A role is a named set of permissions that defines what members of a group can do. You secure a project or folder by specifying a role for each group defined for that resource. The privileges associated with the role are conferred on each member of the group. Assigning roles to groups is a good way to simplify keeping track of who has access to what resources, since you can manage group membership in one place.
To set permissions, you assign a role to a group or individual user.
Permissions can be revoked by removing role assignments.
You can control whether a folder inherits permission settings, i.e. role assignments, from its immediate parent.
A few specific permissions are available at the site level, allowing admins to assign access to certain features to users who are not full administrators. For a listing and details about these roles, see the Security Roles Reference documentation
To configure site-level roles:
The key things to remember about configuring permissions are:
Permissions are additive. This means that if a user belongs to several groups, they will have the superset of the highest level of permissions granted by all groups they are in.

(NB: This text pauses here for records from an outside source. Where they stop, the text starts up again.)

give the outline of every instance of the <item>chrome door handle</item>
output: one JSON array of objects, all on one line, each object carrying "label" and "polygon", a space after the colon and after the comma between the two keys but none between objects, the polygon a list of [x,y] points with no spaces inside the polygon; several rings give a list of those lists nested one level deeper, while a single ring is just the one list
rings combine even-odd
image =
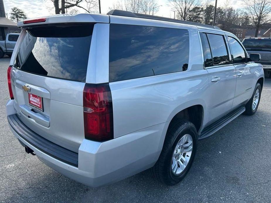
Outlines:
[{"label": "chrome door handle", "polygon": [[219,81],[220,80],[220,78],[212,78],[211,81],[212,82],[216,82],[217,81]]}]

Additive permissions can get tricky when you are restricting access for one group. Consider whether other groups also have the correct permissions. For example, if you remove permissions for the ProjectX group, but the Users (logged-in-site users) group has read permissions, then Project X team members will also have read permissions when they are signed in.
In a study, the exception to this pattern is that dataset-level permissions are not additive but will override folder-level permissions for datasets.
Folders can inherit permissions. In general, only site admins automatically receive permissions to access newly-created folders. However, default permissions settings have one exception. In the case where the folder admin is not a project or site admin, permissions are inherited from the parent project/folder. This avoids locking the folder creator out of his/her own new folder.
Visibility of parent folders. If a user can read information in a subfolder, but has no read access to the parent, the name of the parent container will still appear on the folder menu and in the breadcrumb path, but it will not be a clickable navigation link.
It is good practice to periodically review project permissions to ensure that the access is always correct. Setting reminders and defining policies outside the system are recommended.